Stephen King is certainly having a year. The master of horror has had not one, but three of his works adapted for the big screen and not one of them out-and-out horror. Firstly there was ‘The Life of Chuck,’ followed most recently by ‘The Long Walk’ and this week sees ‘The Running Man’ make a return to cinemas (not the Arnie one).

Helmed by Edgar Wright, this adaptation cleves closer to the source material. This time Ben Richards (Glen Powell) is a husband and father living with his family in a totalitarian America. Blacklisted from government work, Richards’s child is sick so he goes to the games network building in an attempt to win money. Unwittingly, Richards gets entered into The Running Man, a game where three supposed ne’er-do-well’s (in this case Katy O’Brian’s Laughlin and Martin Herilhy’s Jansky) have to survive in the world for 30 days while being hunted by the public and trained killers, helmed by McCone (Lee Pace). If they survive, they win one billion new American dollars.

Anyone with fond(ish) memories of the 1987 version will find this new adaptation a significant upgrade. Kept is the idea of the game itself but gone are the cartpoonish villains, silly costumes, wry quips and the ‘one setting’ use. Wright locates the film in the grimy, dirty and unfair world of Co-Op City where the have-nots live in grey boxes in huge highrises, something reminiscent of The Matrix’s Zion or Blade Runner; a place where those desperate for cash will literally die for it.

Wasting little time, the film quickly introduces us to slimy TV producer Dan Killian (Josh Brolin on cracking form) who manipulates Ben into signing up for the show and, just as quickly puts him in front of the baying crowd, egged on by host Bobby ‘T’ (Colman Domingo, also having a ball) before literally being thrown to the wolves; the longer they remain hidden, the more the contestants win.

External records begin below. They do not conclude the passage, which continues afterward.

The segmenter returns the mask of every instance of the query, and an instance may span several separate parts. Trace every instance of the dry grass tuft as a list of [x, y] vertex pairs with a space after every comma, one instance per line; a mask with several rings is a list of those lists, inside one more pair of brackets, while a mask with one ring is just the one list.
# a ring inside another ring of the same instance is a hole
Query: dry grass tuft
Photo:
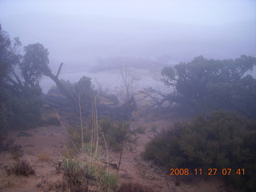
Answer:
[[38, 158], [40, 162], [49, 162], [50, 160], [50, 155], [49, 154], [40, 154]]
[[8, 174], [16, 174], [28, 176], [30, 174], [34, 174], [34, 170], [29, 164], [28, 162], [22, 160], [18, 161], [16, 165], [12, 167], [6, 168]]

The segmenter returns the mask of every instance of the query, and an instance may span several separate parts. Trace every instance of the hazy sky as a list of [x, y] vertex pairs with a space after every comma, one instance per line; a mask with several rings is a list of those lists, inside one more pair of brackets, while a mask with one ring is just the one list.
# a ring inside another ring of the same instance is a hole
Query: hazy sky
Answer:
[[22, 46], [43, 44], [63, 73], [115, 56], [256, 56], [255, 0], [1, 0], [0, 23]]

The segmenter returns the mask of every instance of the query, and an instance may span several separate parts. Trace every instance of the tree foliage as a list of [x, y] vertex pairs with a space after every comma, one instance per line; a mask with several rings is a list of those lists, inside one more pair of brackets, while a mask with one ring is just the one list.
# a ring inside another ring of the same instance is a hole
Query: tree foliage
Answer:
[[174, 124], [146, 146], [143, 157], [169, 169], [245, 169], [246, 175], [232, 174], [225, 179], [254, 191], [255, 145], [256, 121], [218, 111]]
[[35, 86], [44, 71], [50, 71], [48, 67], [48, 50], [42, 44], [30, 44], [24, 47], [25, 55], [19, 65], [25, 83]]
[[[18, 53], [18, 38], [13, 42], [6, 32], [0, 30], [0, 132], [8, 128], [34, 126], [40, 119], [42, 90], [41, 74], [36, 71], [38, 55], [25, 49]], [[33, 49], [32, 49], [33, 50]]]
[[256, 117], [256, 79], [246, 75], [255, 65], [256, 58], [246, 55], [234, 60], [201, 56], [165, 67], [162, 81], [174, 90], [166, 100], [190, 114], [224, 109]]

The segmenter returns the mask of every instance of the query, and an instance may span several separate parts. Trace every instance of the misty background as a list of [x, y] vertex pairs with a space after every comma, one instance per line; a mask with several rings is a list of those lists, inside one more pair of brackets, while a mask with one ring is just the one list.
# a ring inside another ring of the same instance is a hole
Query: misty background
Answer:
[[[23, 46], [39, 42], [47, 48], [54, 74], [63, 62], [60, 78], [73, 82], [86, 75], [112, 90], [118, 86], [120, 70], [95, 69], [108, 69], [113, 61], [130, 63], [137, 86], [145, 87], [162, 85], [160, 71], [165, 65], [199, 55], [256, 56], [253, 0], [2, 0], [0, 23], [12, 38], [19, 37]], [[152, 62], [154, 70], [142, 70]], [[54, 85], [47, 78], [41, 84], [45, 93]]]

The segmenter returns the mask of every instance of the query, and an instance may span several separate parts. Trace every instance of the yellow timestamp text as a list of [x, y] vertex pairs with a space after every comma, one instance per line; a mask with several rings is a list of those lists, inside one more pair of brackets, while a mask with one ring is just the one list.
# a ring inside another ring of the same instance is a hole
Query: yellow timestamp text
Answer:
[[245, 169], [209, 168], [209, 169], [170, 169], [170, 175], [245, 175]]

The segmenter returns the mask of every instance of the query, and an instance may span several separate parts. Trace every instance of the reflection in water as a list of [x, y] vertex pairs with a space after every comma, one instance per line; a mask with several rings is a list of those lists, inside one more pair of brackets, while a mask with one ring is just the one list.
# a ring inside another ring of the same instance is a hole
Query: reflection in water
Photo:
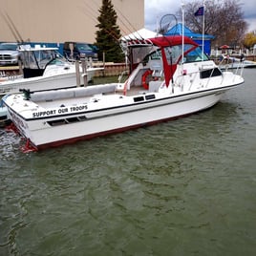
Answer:
[[0, 254], [253, 255], [248, 78], [208, 111], [73, 145], [23, 154], [1, 133]]

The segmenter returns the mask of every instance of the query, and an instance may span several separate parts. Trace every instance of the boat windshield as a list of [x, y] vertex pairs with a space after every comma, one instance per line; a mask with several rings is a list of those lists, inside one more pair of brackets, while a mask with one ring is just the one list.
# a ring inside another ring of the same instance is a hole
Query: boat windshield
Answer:
[[23, 51], [22, 61], [25, 68], [45, 69], [49, 64], [62, 64], [63, 59], [55, 50]]
[[[197, 62], [203, 60], [208, 60], [208, 57], [205, 53], [203, 53], [200, 47], [197, 47], [195, 50], [191, 51], [194, 48], [194, 45], [184, 44], [184, 63], [188, 62]], [[175, 63], [181, 63], [182, 61], [182, 46], [176, 45], [172, 47], [165, 47], [164, 52], [166, 54], [166, 58], [168, 63], [175, 64]]]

Wright does a great job mixing action sequences with the novel’s timely themes of class struggle, media manipulation AKA ‘fake news’, the unfair distribution of resources and the commodification of human life. This happens through dialogue and a cadre of characters including Daniel Ezra’s downtrodden fixer, Michael Cera’s rebel and Emilia Jones’s hostage. It’s a slickly-pulled together package with charisma magnet Powell at its centre; a good man who just wants to keep his child from being sick. If I have a problem with him its that we never really get the idea that he’s just an ordinary bloke; theres something Bourne-esque about the character; he has the anger of a downtrodden man but never the desperation. Also, Powell forgets to rely on his own acting chops and falls into a Tom Cruise impression in terms of mannerisms and speech patterns on more than one occasion.

There’s also a great deal of humour through the use of Ezra’s videos raging against the machine, a nice-if-unexpected nod to Arnie, Cera’s and Powell’s performances. The ending, which does deviate from the novel, goes full-on action before reaching a lovely satisfying ending.

The most fun King adaptation of 2025, ‘The Running Man’ is a welcome a change from the mysticism of ‘Chuck’ and sheer depressive nature of ‘Walk’ and has legs to run with the best of 2025.